Resources are important, and any reparations scheme that does not have a price tag in the many trillions is an insult to the living and the dead. According to one estimate, the Federal Reserve bank bailout amounted to $29 trillion to save the criminals that caused the economic collapse!
Redressing crimes against the Black people whose unpaid labor created America’s wealth is at least as large a project.
But reparations is more than material resources; it is the power to use those resources for the betterment of one’s people, and to be secure in not being victimized again by the historical oppressor. It means Black self-determination, without which “democracy” is a sham and a farce.
It’s up to us
The Great Black Reparations Debate must reach into every nook and cranny of Black America, examining every aspect of Black life in this country – as well as debating Black Americans’ relationship with the rest of the African Diaspora and the world. It is up to Black people – the ones who have been struck! – to propose the programs and structures that not only emancipate us from the bottom, but that effectively abolish such substrata.
Folks need to be instructed to stop asking White or Black politicians to come up with a reparations plan – that’s a task reserved collectively for African Americans, after long and exhaustive debate.

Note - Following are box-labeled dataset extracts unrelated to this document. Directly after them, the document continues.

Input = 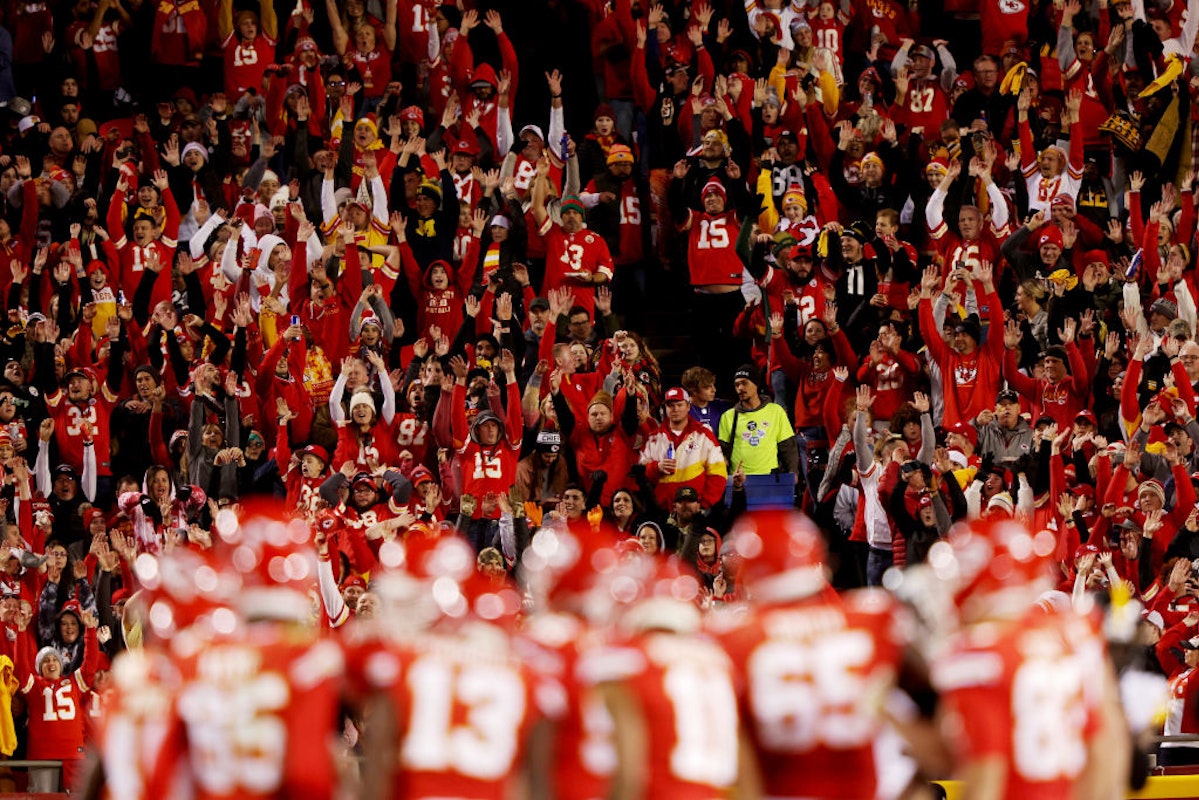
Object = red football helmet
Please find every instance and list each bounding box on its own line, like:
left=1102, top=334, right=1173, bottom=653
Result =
left=608, top=558, right=703, bottom=633
left=129, top=547, right=241, bottom=640
left=729, top=510, right=829, bottom=600
left=522, top=528, right=635, bottom=608
left=928, top=518, right=1058, bottom=621
left=212, top=501, right=317, bottom=619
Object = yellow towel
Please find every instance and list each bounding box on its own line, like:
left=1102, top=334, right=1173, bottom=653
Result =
left=0, top=656, right=18, bottom=756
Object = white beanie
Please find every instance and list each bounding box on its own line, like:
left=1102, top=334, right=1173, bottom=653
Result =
left=257, top=234, right=287, bottom=271
left=34, top=646, right=62, bottom=675
left=987, top=492, right=1016, bottom=513
left=179, top=142, right=209, bottom=162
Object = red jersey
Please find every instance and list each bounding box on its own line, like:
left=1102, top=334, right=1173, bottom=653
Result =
left=808, top=8, right=849, bottom=64
left=584, top=181, right=645, bottom=265
left=396, top=0, right=438, bottom=64
left=221, top=31, right=275, bottom=97
left=450, top=383, right=524, bottom=519
left=345, top=47, right=391, bottom=97
left=97, top=646, right=177, bottom=800
left=855, top=0, right=911, bottom=56
left=1004, top=342, right=1091, bottom=428
left=46, top=383, right=118, bottom=476
left=932, top=610, right=1105, bottom=800
left=512, top=154, right=562, bottom=258
left=391, top=411, right=429, bottom=464
left=108, top=188, right=179, bottom=308
left=541, top=217, right=613, bottom=317
left=8, top=2, right=54, bottom=65
left=978, top=0, right=1029, bottom=55
left=283, top=467, right=329, bottom=518
left=151, top=625, right=344, bottom=800
left=20, top=669, right=89, bottom=760
left=687, top=210, right=745, bottom=287
left=920, top=293, right=1004, bottom=427
left=331, top=417, right=399, bottom=473
left=362, top=621, right=562, bottom=800
left=896, top=76, right=950, bottom=137
left=583, top=632, right=737, bottom=800
left=1162, top=669, right=1199, bottom=753
left=67, top=20, right=123, bottom=91
left=515, top=614, right=616, bottom=800
left=722, top=590, right=905, bottom=799
left=857, top=349, right=920, bottom=420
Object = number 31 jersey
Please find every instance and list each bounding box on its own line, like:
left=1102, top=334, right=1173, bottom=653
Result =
left=580, top=632, right=740, bottom=800
left=147, top=628, right=344, bottom=800
left=719, top=590, right=905, bottom=799
left=933, top=610, right=1105, bottom=800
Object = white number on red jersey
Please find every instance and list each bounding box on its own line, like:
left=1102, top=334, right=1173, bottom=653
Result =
left=748, top=631, right=874, bottom=751
left=42, top=684, right=76, bottom=722
left=698, top=217, right=729, bottom=249
left=908, top=86, right=936, bottom=114
left=620, top=194, right=641, bottom=225
left=663, top=663, right=737, bottom=786
left=400, top=657, right=525, bottom=781
left=579, top=692, right=616, bottom=775
left=179, top=671, right=291, bottom=795
left=1012, top=657, right=1086, bottom=781
left=562, top=245, right=583, bottom=272
left=412, top=0, right=429, bottom=34
left=396, top=417, right=428, bottom=447
left=233, top=44, right=258, bottom=67
left=475, top=452, right=504, bottom=481
left=817, top=28, right=840, bottom=53
left=512, top=161, right=537, bottom=192
left=67, top=403, right=97, bottom=437
left=800, top=294, right=817, bottom=327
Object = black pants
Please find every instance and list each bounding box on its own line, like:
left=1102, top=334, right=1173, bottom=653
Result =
left=691, top=291, right=749, bottom=379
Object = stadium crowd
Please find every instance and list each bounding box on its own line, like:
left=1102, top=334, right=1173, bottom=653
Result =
left=0, top=0, right=1199, bottom=798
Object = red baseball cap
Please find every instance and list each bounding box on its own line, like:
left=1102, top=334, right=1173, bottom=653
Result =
left=667, top=386, right=691, bottom=403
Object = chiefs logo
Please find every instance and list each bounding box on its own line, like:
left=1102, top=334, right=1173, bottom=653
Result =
left=953, top=363, right=978, bottom=386
left=791, top=215, right=820, bottom=246
left=950, top=245, right=981, bottom=272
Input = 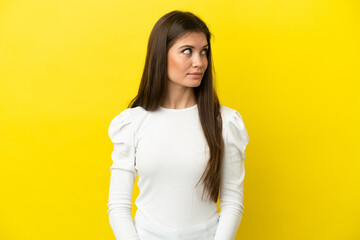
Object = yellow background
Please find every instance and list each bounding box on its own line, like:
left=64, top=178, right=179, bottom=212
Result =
left=0, top=0, right=360, bottom=240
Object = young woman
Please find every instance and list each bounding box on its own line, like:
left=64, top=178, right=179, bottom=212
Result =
left=107, top=11, right=249, bottom=240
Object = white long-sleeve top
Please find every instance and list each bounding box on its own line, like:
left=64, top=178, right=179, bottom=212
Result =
left=107, top=104, right=249, bottom=240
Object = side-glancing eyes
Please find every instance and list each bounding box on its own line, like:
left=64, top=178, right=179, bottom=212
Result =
left=182, top=48, right=209, bottom=55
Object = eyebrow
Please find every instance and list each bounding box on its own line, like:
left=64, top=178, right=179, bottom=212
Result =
left=179, top=44, right=209, bottom=49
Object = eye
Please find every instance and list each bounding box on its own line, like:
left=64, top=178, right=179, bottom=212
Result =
left=182, top=48, right=191, bottom=53
left=203, top=48, right=209, bottom=55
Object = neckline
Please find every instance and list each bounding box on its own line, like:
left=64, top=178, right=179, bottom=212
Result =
left=159, top=104, right=197, bottom=112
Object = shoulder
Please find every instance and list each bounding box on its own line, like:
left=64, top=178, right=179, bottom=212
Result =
left=221, top=105, right=249, bottom=152
left=220, top=104, right=245, bottom=127
left=108, top=106, right=146, bottom=140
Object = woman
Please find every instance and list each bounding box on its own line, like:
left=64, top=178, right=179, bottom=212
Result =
left=107, top=11, right=249, bottom=240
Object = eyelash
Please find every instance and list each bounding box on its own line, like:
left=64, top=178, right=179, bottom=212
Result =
left=182, top=48, right=208, bottom=55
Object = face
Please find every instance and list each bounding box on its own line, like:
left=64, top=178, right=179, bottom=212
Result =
left=167, top=32, right=208, bottom=87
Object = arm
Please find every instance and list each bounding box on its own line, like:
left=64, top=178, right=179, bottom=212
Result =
left=107, top=109, right=139, bottom=240
left=215, top=111, right=249, bottom=240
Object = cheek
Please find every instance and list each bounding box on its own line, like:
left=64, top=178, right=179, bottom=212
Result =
left=168, top=57, right=187, bottom=72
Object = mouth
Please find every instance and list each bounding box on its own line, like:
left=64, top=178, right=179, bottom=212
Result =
left=188, top=73, right=202, bottom=78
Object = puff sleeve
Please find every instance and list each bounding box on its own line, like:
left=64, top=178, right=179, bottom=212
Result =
left=107, top=108, right=139, bottom=240
left=215, top=110, right=249, bottom=240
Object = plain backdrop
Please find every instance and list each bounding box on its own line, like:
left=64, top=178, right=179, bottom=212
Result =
left=0, top=0, right=360, bottom=240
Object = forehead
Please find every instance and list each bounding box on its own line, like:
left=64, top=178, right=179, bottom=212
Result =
left=174, top=32, right=207, bottom=47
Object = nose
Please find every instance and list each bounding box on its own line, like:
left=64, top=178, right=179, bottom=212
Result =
left=192, top=54, right=205, bottom=68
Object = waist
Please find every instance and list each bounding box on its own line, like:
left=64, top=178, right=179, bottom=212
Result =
left=134, top=210, right=219, bottom=240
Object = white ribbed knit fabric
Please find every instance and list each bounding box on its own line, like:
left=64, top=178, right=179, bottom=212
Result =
left=107, top=105, right=249, bottom=240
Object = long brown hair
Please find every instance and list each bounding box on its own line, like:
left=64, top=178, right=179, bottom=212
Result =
left=128, top=11, right=224, bottom=202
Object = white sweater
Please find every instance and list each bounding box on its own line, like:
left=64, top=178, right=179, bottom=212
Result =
left=107, top=105, right=249, bottom=240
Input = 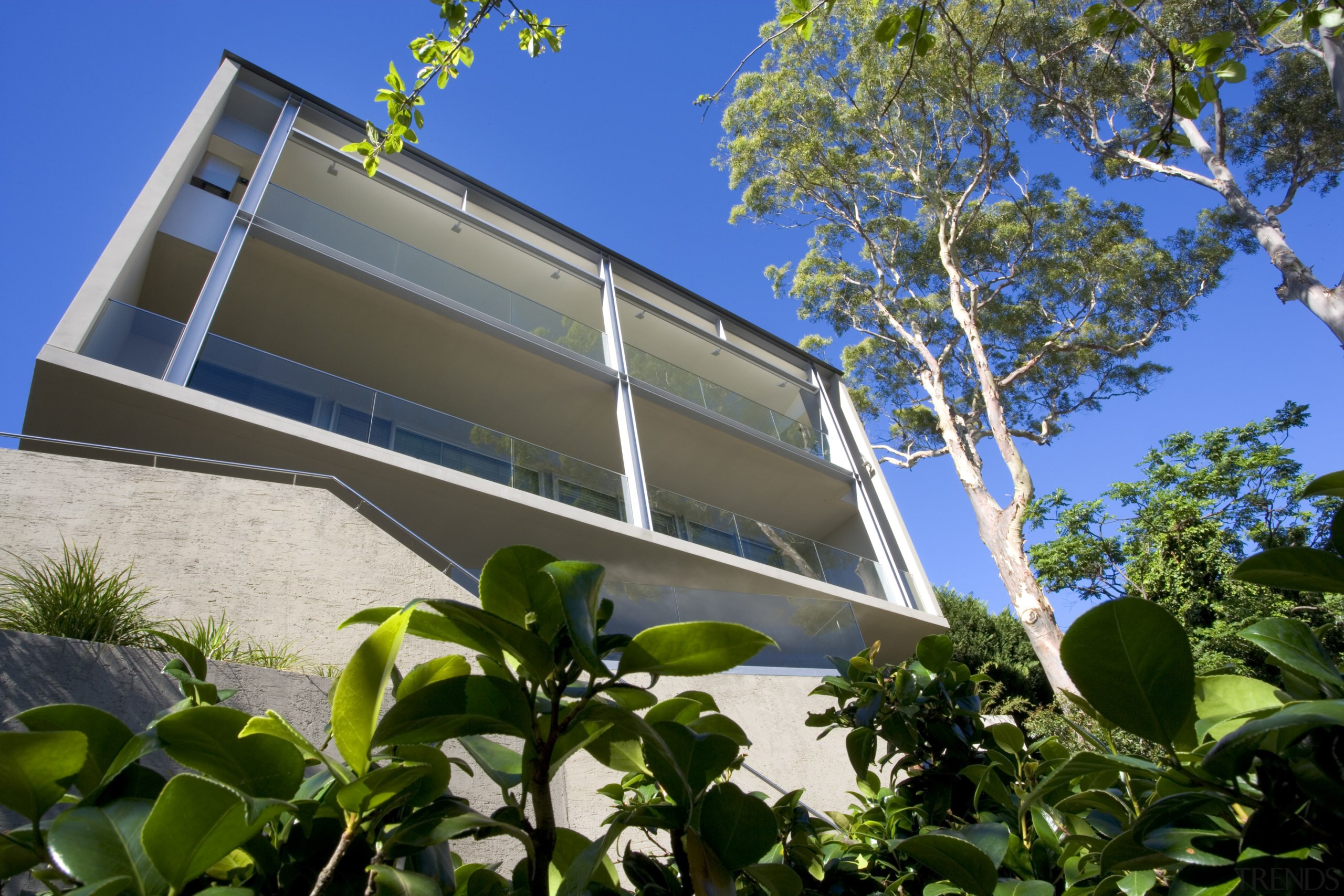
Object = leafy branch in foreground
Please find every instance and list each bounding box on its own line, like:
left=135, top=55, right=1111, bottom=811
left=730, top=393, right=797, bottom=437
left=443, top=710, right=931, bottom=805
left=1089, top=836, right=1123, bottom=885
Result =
left=341, top=0, right=564, bottom=177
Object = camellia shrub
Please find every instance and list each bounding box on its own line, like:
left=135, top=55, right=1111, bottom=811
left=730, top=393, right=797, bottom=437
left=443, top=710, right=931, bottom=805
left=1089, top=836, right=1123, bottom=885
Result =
left=0, top=547, right=779, bottom=896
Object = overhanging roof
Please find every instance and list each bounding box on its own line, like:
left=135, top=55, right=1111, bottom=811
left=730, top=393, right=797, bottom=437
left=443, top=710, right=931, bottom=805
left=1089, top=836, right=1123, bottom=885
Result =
left=220, top=50, right=844, bottom=376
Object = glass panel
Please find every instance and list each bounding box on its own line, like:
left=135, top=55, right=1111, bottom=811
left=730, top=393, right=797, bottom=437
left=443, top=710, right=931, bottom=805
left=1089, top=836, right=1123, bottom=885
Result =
left=188, top=336, right=625, bottom=520
left=649, top=486, right=886, bottom=599
left=79, top=298, right=183, bottom=379
left=625, top=343, right=831, bottom=459
left=258, top=184, right=605, bottom=361
left=602, top=582, right=867, bottom=669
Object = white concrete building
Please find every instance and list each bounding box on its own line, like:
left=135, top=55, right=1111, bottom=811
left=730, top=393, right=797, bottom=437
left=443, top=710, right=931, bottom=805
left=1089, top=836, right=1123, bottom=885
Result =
left=23, top=54, right=946, bottom=674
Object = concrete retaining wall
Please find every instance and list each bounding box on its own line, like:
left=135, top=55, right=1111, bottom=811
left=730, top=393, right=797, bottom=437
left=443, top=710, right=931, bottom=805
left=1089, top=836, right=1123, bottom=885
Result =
left=0, top=450, right=854, bottom=865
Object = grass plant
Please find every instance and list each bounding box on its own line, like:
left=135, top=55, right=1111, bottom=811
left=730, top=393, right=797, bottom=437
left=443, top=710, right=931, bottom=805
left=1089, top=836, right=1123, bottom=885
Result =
left=0, top=537, right=161, bottom=648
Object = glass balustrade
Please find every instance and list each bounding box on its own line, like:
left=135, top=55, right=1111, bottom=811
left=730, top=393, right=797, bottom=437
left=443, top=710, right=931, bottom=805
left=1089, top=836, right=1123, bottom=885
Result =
left=187, top=334, right=625, bottom=520
left=79, top=298, right=184, bottom=379
left=257, top=184, right=605, bottom=363
left=602, top=582, right=867, bottom=669
left=625, top=343, right=831, bottom=459
left=649, top=486, right=886, bottom=599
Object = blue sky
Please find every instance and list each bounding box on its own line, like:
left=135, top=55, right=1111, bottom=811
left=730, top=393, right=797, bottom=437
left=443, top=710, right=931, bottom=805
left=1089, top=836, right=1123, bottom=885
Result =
left=0, top=0, right=1344, bottom=622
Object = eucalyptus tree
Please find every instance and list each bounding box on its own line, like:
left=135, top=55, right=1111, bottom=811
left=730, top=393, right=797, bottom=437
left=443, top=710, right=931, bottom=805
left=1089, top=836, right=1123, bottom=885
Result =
left=1004, top=0, right=1344, bottom=343
left=718, top=2, right=1230, bottom=690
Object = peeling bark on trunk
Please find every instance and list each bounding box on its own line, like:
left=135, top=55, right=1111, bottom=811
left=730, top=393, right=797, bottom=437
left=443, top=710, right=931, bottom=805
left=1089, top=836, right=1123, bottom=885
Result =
left=1176, top=115, right=1344, bottom=346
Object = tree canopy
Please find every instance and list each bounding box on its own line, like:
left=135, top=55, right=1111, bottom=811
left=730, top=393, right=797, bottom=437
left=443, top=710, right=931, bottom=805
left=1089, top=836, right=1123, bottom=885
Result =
left=719, top=3, right=1231, bottom=687
left=1031, top=402, right=1344, bottom=681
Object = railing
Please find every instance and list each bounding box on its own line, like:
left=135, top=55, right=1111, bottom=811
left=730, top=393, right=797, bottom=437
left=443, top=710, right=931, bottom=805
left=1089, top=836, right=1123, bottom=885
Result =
left=649, top=486, right=886, bottom=599
left=625, top=343, right=831, bottom=459
left=79, top=298, right=185, bottom=379
left=187, top=334, right=625, bottom=520
left=257, top=184, right=605, bottom=363
left=602, top=582, right=867, bottom=669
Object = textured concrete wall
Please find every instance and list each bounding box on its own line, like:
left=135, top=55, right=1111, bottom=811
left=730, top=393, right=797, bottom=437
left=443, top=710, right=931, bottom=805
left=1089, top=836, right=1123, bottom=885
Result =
left=0, top=451, right=854, bottom=864
left=0, top=450, right=476, bottom=663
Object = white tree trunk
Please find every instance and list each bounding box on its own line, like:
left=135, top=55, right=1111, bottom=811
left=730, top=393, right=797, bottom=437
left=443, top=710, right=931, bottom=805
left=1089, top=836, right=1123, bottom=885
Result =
left=1176, top=117, right=1344, bottom=345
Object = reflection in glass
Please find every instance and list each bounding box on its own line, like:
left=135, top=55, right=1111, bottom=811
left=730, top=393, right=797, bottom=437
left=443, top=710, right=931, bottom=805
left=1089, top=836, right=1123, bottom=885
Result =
left=649, top=486, right=886, bottom=598
left=79, top=298, right=183, bottom=379
left=602, top=582, right=867, bottom=669
left=257, top=184, right=605, bottom=361
left=625, top=343, right=831, bottom=459
left=187, top=334, right=625, bottom=520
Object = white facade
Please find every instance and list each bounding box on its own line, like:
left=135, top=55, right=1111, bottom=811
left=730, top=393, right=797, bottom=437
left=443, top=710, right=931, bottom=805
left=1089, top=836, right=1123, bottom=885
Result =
left=24, top=55, right=945, bottom=672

The United States was built on stolen land and stolen labor. Those are the crimes that must be redressed. Any reparations proposal that leaves current U.S. social, economic and political structures intact only perpetuates the crime and guarantees a relapse into the abyss.
The Great Black Reparations Debate must begin before passage of H.R. 40. Ideally, the Black debate should inform those delegated by Congress to study the reparations question. More likely, a Black community that is energized and aroused by the debate will wind up rebuking the politicians, including most of the Black ones, for treating the reparations issue as a chance to declare a symbolic victory for Black people, like the Dr. King holiday.
We are late
But that’s the most African Americans can expect if we fail to organize a Black-wide debate that involves, literally, millions of our people. We’re already late.
Black opponents of reparations like political scientist Adolph Reed argue that reparations may be appealing, but isn’t worth investing lots of political capital because the non-Black majority of the U.S. will never support truly transformative repair. That’s certainly true, if we assume that today’s pitiful level of independent Black political mobilization is permanent.
Forty million Black people can’t change a damn thing unless they argue collectively about what is to be done, and then organize to do it. The Great Black Reparations Debate can be the extended, independent forum for Black people to re-imagine themselves and their place in the nation and the world, and to act collectively to build a new society – one that is fit for our people’s habitation.
Once such a mobilization is underway, it really doesn’t much matter what the corporate servants on Capitol Hill think reparations should look like – because Black people will have our own vision and plan.
In his book “Black Visions,” Dr. Michael Dawson analyzes the results of an exhaustive political survey of African Americans that he oversaw in 1994. The survey showed that a majority of Black people, while not in favor of politically separating from the United States, nevertheless see Black America as a “nation within a nation.”
A Great Black Reparations Debate – actually, a mass discussion of our collective future – is a chance for Black America to start acting like that “nation within a nation.”